A Prefeitura de Cuiabá irá administrar um orçamento de R$ 5,46 bilhões em 2026. O valor foi definido na Lei Orçamentária Anual (LOA), aprovada pela Câmara Municipal e sancionada pelo prefeito Abilio Brunini, conforme publicação na Gazeta Municipal desta terça-feira (30), repete o valor utilizado para o exercício financeiro de 2025.

De acordo com a lei, a estimativa de receita e a fixação da despesa para o próximo exercício financeiro abrangem os três principais blocos da administração pública: o Orçamento Fiscal, o Orçamento da Seguridade Social e o Orçamento de Investimento das Empresas Estatais.
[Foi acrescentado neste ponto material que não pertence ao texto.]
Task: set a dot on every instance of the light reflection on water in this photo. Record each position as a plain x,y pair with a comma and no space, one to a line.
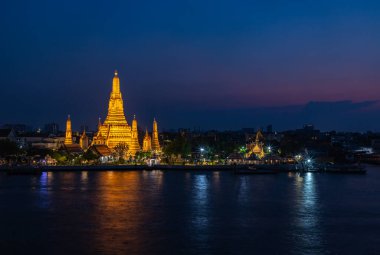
151,212
307,233
200,207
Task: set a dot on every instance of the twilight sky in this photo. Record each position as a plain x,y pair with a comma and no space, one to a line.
209,64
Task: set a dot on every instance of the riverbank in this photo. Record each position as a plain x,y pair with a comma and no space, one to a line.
285,168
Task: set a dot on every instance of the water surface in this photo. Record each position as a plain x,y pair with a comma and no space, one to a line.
154,212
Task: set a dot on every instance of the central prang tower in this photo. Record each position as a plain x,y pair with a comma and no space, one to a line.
115,106
115,129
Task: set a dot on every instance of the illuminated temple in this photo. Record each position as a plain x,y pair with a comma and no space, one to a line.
115,131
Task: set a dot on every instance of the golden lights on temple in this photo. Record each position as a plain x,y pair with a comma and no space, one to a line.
115,130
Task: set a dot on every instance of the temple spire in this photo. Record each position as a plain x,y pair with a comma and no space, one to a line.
155,142
68,136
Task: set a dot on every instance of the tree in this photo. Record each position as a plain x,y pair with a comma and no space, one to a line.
121,150
8,148
90,155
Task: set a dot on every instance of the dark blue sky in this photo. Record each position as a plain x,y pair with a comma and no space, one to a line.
209,64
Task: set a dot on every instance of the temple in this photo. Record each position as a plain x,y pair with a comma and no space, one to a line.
68,136
256,147
115,130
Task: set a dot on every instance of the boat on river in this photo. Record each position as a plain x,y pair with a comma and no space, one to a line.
255,170
22,170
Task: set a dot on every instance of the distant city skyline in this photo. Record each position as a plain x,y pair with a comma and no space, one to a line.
213,65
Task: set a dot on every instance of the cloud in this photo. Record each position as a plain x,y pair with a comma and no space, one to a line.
338,115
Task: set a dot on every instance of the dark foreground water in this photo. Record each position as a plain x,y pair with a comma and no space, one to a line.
190,213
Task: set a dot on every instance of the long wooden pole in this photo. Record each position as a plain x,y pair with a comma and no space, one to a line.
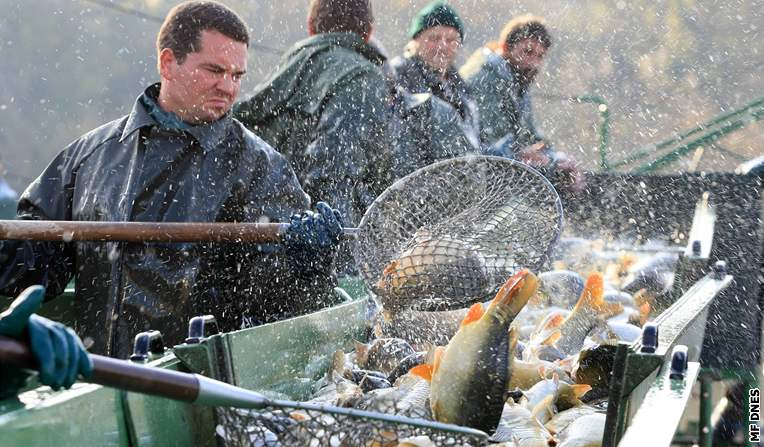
69,231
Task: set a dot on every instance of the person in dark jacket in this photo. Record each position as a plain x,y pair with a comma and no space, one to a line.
325,108
499,76
178,156
436,117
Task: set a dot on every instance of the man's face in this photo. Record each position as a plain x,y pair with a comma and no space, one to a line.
204,87
437,46
527,56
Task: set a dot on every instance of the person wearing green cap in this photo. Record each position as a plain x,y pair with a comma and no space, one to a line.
437,118
500,75
57,350
326,108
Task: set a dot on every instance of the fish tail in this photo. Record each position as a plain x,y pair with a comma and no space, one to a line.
515,292
424,371
474,314
427,370
592,298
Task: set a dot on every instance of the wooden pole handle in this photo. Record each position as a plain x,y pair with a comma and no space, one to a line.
68,231
115,373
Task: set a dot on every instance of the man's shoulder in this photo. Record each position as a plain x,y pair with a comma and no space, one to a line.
254,146
342,63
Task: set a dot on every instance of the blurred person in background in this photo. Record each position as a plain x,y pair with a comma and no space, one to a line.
326,108
435,117
499,76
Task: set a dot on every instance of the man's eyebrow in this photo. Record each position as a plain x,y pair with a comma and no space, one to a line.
217,67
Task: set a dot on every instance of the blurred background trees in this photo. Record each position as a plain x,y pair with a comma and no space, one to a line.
662,67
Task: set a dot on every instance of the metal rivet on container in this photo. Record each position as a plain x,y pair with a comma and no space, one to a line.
201,327
719,270
145,343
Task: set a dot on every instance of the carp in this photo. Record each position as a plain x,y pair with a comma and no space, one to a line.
590,309
470,376
434,267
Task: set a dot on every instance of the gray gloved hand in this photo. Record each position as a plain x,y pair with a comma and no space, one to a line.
312,239
58,350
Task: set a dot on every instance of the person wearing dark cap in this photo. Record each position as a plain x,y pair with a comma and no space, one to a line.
325,108
499,76
439,119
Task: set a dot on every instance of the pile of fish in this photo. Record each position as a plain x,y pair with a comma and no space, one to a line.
531,367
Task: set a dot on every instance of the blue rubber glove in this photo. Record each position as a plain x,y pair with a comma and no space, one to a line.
58,350
312,239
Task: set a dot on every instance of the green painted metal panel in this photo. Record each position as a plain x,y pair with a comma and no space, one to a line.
286,356
84,415
662,408
155,421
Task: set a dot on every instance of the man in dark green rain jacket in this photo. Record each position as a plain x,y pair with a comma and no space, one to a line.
326,108
178,156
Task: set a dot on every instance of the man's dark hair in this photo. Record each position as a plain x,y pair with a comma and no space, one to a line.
182,28
340,16
523,27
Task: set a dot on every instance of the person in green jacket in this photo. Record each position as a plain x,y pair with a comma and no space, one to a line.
436,117
326,108
56,349
499,76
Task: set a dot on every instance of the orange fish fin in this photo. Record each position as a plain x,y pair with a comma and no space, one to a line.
581,389
474,314
593,297
594,291
424,371
555,321
552,338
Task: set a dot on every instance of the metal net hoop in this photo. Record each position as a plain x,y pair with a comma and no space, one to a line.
459,228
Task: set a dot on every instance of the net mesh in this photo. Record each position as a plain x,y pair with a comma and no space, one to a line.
448,234
300,427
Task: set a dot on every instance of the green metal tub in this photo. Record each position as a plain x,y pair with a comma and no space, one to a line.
282,359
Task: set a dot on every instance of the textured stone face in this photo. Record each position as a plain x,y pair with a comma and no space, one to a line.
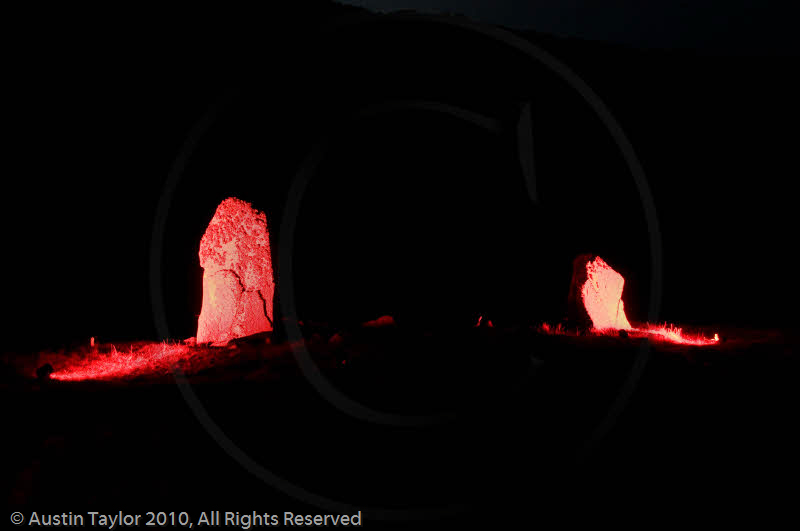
237,274
595,296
O Orçamento Fiscal, que engloba os poderes do município, fundos, autarquias, fundações, empresas públicas e sociedades de economia mista, está fixado em R$ 3,66 bilhões. Já o Orçamento da Seguridade Social, voltado às áreas de saúde, previdência e assistência social, soma R$ 1,79 bilhão. Para investimentos das empresas estatais, o valor previsto é de R$ 12 milhões.

Nova lei permite regularizar imóveis sem projeto ou habite-se em Cuiabá. - Foto: Prefeitura de Cuiabá.
Sem previsão de aumentar arrecadação, Cuiabá repete em 2026 orçamento de 2025. Foto: Prefeitura de Cuiabá.
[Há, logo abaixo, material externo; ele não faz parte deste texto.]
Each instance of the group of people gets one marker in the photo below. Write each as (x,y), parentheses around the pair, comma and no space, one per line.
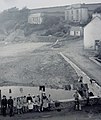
(25,104)
(82,91)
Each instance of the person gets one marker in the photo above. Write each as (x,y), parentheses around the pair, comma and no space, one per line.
(80,79)
(29,98)
(77,103)
(25,104)
(44,102)
(4,105)
(15,105)
(49,101)
(34,104)
(37,102)
(10,106)
(19,106)
(87,97)
(22,103)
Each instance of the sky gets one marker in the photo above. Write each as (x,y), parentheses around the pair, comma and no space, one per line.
(6,4)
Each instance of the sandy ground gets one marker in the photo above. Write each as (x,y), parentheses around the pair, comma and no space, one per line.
(74,50)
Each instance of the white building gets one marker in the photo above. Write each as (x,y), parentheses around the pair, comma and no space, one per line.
(36,18)
(76,31)
(92,32)
(76,13)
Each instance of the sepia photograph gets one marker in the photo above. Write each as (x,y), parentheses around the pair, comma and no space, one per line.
(50,59)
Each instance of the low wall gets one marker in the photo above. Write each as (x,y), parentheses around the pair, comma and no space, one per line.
(69,104)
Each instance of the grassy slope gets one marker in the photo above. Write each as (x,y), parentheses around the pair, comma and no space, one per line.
(42,66)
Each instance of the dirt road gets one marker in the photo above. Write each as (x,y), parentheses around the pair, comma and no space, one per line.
(19,48)
(74,50)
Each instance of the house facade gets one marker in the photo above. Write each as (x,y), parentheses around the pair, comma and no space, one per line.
(36,18)
(77,13)
(76,31)
(92,32)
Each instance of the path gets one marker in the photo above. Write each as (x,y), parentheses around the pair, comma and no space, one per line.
(95,88)
(19,48)
(74,50)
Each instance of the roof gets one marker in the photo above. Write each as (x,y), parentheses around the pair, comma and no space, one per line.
(92,20)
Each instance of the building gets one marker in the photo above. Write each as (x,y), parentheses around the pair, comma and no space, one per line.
(77,13)
(92,32)
(76,31)
(36,18)
(80,12)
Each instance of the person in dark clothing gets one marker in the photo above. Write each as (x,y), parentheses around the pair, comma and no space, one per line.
(29,98)
(10,106)
(4,105)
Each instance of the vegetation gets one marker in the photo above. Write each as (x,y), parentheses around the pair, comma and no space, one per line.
(97,10)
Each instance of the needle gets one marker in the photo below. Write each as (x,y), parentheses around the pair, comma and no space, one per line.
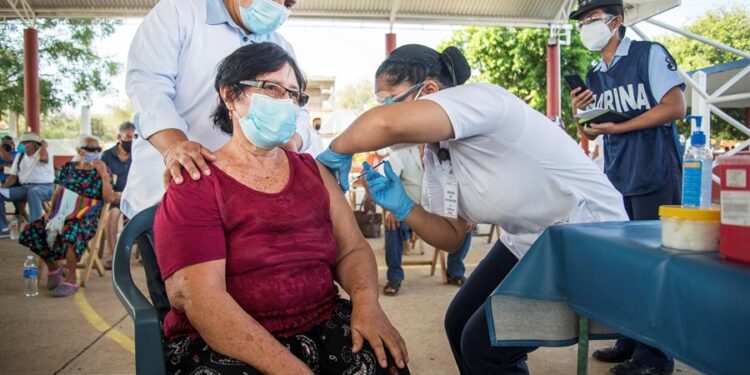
(363,174)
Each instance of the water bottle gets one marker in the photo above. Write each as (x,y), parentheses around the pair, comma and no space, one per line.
(14,224)
(697,169)
(30,277)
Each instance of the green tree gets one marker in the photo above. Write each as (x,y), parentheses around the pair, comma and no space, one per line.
(70,69)
(515,58)
(728,25)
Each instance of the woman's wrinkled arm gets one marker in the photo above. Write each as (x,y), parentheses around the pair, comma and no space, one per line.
(200,291)
(356,271)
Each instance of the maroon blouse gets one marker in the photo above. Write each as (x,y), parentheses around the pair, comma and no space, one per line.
(279,248)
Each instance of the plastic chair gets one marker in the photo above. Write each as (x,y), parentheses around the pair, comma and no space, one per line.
(149,347)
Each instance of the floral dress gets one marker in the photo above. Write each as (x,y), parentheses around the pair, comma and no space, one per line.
(76,232)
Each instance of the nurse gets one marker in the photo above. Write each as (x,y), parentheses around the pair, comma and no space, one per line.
(491,159)
(641,155)
(170,75)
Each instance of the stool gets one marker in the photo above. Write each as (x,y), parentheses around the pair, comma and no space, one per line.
(94,249)
(437,254)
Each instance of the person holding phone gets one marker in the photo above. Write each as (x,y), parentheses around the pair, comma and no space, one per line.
(642,156)
(489,158)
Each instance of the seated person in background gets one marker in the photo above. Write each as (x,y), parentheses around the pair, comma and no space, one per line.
(81,188)
(7,154)
(250,253)
(118,161)
(33,170)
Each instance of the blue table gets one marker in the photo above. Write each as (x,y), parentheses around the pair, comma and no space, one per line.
(693,306)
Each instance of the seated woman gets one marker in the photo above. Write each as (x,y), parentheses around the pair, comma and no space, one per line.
(249,253)
(82,187)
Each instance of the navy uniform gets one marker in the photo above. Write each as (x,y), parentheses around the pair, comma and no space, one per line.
(644,165)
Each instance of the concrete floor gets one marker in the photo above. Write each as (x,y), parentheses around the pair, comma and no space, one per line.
(90,333)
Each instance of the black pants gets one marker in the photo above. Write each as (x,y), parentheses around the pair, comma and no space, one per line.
(646,207)
(326,350)
(466,321)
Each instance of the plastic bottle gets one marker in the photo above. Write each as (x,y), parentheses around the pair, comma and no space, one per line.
(697,169)
(30,277)
(13,226)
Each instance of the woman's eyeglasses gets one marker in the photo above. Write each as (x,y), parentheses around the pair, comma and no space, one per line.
(384,98)
(277,91)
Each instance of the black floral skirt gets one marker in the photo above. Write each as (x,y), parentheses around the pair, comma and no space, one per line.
(326,350)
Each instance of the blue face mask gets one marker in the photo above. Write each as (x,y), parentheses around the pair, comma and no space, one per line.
(89,157)
(270,122)
(264,16)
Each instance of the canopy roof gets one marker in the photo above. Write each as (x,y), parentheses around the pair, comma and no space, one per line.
(533,13)
(718,75)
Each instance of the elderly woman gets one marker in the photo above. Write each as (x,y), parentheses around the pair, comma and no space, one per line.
(82,187)
(249,254)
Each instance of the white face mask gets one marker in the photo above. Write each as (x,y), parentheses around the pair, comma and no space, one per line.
(597,34)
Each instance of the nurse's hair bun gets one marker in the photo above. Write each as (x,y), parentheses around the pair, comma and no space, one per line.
(415,63)
(455,62)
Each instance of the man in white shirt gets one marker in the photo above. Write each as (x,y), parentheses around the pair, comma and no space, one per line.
(316,142)
(31,179)
(170,82)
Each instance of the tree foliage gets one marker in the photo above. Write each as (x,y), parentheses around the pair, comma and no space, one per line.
(515,58)
(69,67)
(728,25)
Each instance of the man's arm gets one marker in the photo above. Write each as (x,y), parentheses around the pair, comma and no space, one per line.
(670,108)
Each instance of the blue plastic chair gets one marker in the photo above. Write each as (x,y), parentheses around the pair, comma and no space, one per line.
(148,317)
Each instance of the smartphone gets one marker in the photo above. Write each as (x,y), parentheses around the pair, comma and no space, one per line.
(574,81)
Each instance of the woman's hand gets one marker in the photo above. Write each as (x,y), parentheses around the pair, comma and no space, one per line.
(101,168)
(370,323)
(189,155)
(581,100)
(387,191)
(390,221)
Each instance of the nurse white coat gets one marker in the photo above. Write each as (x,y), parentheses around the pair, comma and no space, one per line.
(515,168)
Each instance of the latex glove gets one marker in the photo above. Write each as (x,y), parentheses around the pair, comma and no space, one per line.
(387,191)
(339,164)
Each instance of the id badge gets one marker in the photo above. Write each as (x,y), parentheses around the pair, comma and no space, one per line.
(450,193)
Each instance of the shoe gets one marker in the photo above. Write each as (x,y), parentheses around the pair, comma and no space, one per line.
(65,289)
(613,354)
(631,367)
(391,288)
(457,280)
(54,278)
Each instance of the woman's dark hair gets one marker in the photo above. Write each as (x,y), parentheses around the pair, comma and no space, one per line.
(414,63)
(617,10)
(247,63)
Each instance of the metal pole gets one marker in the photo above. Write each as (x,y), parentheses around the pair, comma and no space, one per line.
(390,43)
(553,78)
(31,79)
(699,38)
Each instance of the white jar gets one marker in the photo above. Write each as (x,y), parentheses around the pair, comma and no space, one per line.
(690,228)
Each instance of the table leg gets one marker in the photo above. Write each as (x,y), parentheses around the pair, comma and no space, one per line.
(583,345)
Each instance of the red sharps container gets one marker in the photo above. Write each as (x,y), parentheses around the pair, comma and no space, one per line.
(735,207)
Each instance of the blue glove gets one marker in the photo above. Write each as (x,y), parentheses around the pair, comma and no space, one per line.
(387,191)
(339,164)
A lei também detalha que R$ 681,7 milhões do total estimado correspondem a receitas intraorçamentárias, ou seja, recursos provenientes de operações financeiras realizadas entre órgãos do próprio município, tanto do orçamento fiscal quanto da seguridade social.

O montante das despesas para 2026 foi fixado no mesmo valor da receita total: R$ 5,46 bilhões. Do total, R$ 2,88 bilhões serão destinados ao Orçamento Fiscal, enquanto R$ 2,56 bilhões ficarão com o Orçamento da Seguridade Social. Os investimentos das estatais permanecem limitados aos R$ 12 milhões previstos.
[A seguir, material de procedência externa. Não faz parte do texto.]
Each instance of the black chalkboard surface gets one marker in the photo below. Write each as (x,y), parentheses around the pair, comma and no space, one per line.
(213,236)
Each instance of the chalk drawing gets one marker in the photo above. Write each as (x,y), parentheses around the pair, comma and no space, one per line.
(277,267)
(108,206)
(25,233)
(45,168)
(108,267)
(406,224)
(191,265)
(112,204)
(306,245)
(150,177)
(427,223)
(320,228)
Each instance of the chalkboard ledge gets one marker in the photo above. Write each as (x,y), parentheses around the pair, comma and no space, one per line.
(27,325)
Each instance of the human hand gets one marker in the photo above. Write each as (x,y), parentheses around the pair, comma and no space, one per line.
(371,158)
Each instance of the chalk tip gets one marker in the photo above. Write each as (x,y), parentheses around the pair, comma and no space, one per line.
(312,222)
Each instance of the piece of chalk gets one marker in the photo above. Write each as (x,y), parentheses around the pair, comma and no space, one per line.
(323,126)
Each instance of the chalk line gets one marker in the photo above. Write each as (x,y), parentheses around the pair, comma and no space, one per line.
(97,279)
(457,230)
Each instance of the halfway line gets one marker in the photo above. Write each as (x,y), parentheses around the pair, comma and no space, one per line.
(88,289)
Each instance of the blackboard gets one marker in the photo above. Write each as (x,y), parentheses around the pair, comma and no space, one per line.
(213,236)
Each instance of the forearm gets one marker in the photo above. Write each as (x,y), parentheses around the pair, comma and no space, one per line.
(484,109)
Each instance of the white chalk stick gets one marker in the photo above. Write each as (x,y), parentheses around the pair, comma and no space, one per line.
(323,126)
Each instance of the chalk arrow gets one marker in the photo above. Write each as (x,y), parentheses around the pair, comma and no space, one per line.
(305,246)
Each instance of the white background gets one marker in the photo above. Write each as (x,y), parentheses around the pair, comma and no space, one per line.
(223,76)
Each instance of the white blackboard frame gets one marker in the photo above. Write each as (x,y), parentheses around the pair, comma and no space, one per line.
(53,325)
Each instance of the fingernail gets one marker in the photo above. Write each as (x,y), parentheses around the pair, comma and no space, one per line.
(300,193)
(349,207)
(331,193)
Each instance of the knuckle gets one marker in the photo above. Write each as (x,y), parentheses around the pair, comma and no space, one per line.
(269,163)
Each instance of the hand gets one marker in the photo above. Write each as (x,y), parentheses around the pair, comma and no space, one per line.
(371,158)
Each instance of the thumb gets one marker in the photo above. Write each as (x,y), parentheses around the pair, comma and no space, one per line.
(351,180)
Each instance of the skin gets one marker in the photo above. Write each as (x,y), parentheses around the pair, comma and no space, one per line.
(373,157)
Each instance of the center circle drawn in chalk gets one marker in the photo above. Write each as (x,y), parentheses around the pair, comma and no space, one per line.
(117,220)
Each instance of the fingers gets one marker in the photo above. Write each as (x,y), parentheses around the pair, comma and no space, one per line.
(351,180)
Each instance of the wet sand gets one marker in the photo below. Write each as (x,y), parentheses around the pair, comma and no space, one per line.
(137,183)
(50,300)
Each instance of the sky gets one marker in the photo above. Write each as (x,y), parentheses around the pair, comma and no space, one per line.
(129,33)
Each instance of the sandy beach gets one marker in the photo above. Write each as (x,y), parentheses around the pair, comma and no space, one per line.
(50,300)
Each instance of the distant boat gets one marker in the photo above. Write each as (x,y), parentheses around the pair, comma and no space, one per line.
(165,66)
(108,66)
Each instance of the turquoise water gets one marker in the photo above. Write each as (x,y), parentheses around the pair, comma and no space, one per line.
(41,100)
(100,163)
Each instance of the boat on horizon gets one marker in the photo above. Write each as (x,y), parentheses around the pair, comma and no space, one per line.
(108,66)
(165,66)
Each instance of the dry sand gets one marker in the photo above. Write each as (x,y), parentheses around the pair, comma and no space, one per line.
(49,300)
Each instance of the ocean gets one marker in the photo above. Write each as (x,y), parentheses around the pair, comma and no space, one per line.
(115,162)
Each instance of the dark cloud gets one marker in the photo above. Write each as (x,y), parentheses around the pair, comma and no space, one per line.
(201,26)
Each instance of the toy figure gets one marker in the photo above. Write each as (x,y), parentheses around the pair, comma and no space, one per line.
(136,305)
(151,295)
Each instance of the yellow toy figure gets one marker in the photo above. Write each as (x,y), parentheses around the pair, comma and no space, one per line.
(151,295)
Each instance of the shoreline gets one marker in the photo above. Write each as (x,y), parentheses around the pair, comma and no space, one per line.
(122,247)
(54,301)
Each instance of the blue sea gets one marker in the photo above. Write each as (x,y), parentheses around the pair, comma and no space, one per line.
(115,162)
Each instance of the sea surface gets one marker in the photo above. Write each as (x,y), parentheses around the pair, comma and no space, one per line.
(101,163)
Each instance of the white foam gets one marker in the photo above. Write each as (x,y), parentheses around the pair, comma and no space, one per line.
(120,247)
Margem para remanejamentos

A legislação autoriza o Poder Executivo a abrir créditos suplementares de até 20% do total das despesas fixadas, ao longo do exercício financeiro. No entanto, esse limite não inclui gastos obrigatórios, como despesas com pessoal, precatórios judiciais, serviço da dívida pública, recursos vinculados constitucionalmente, superávit financeiro do exercício anterior ou excesso de arrecadação.

A Prefeitura também poderá utilizar a Reserva de Contingência, que passa dos R$ 26 milhões, conforme previsto na Lei de Diretrizes Orçamentárias (LDO), para cobrir riscos fiscais e despesas imprevistas.

Adequação ao planejamento fiscal

A lei estabelece ainda que as metas fiscais definidas anteriormente permanecem compatíveis com o novo orçamento e autoriza o Executivo a ajustar o Plano Plurianual (PPA) e a Lei de Diretrizes Orçamentárias (LDO) para adequação às novas previsões.

A Lei Orçamentária entra em vigor na data da publicação, com efeitos a partir de 1º de janeiro de 2026, definindo as bases financeiras da administração municipal para o próximo ano.